Dr. Jacob, who also counsels couples and singles at the University of Connecticut’s Center for Advanced Reproductive Services, agrees with Brenda regarding the long-term emotional health of these children. “If kids feel connected and feel that they can be kept safe, then they become resilient people and that’s really the issue,” she says. Dr. Jacob adds that genetics, unconditional love in the home, and a strong attachment between the child and the primary caretaker fosters resilience in the child. She encourages mothers to tell their children the truth about their father in “child-size bites.”
“Helping kids understand about their donor conceptions is something that takes ten or 15 years,” she says. “It’s not a one-time event.” Brenda is still developing a strategy for telling her children about their “parental” donor.
At centers such as the one in Connecticut, women are told that donors do not perceive themselves as parents. “I would want to say strongly, ‘always remember that a donor is not a parent,'” Dr. Jacob says. “Not in any sense of the word other than genetic material. They’re very different creatures from birth parents.” While a number of donors agree to be available to grown children (usually at 18) for questions, they don’t expect to have a relationship with the children.
Sperm donations have existed for hundreds of years, but historically have been kept very secret in the United States because of the concern for the legal status of the child, explains Dr. Jacob. New laws were written in the 1960s that allowed for more openness.
Dr. Donald B. Maier, Division Director of Reproductive Endocrinology and Fertility at The Center for Advanced Reproductive Services, estimates that 5 percent of his patients are single women. “There are some more people than in the past,” he says, “but it’s not a booming type of situation,” as television seems to relay.
Women who come in to see him begin with lower technological techniques such as placing sperm into a woman’s uterus. His center provides a list of sperm banks from which women can choose a donor. Women with fertility issues would use higher techniques such as medications to stimulate fertility or IVF, where eggs are harvested and fertilized outside the womb, then put back into the uterus as embryos. The biggest risks with medications are multiple pregnancies and their related premature deliveries. The high cost of an IVF cycle can also be prohibitive.
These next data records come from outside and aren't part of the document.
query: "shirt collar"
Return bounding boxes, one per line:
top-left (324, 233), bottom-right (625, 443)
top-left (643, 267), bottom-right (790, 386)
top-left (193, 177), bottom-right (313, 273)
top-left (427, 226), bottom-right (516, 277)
The center in Connecticut sees single women in their late thirties and early forties. Many of the women who choose to become single and pregnant would have preferred pregnancy within the context of a relationship, Dr. Jacob says. “They’re aware that being a single mom is complicated, and therefore many of them are waiting until the very last minute in terms of their own fertility, because it wasn’t their first choice.”
Brenda had put off having children, knowing she could conceive at older age and hoping she’d meet her ideal mate. “I’ll meet somebody next year,” she thought, “I’ll go to that last dance, and I’ll go to that last bar.” She is open to the possibility of meeting someone who could father her children. “When I take them to school,” she says, “You never know who you could meet—a single dad, a divorced dad.”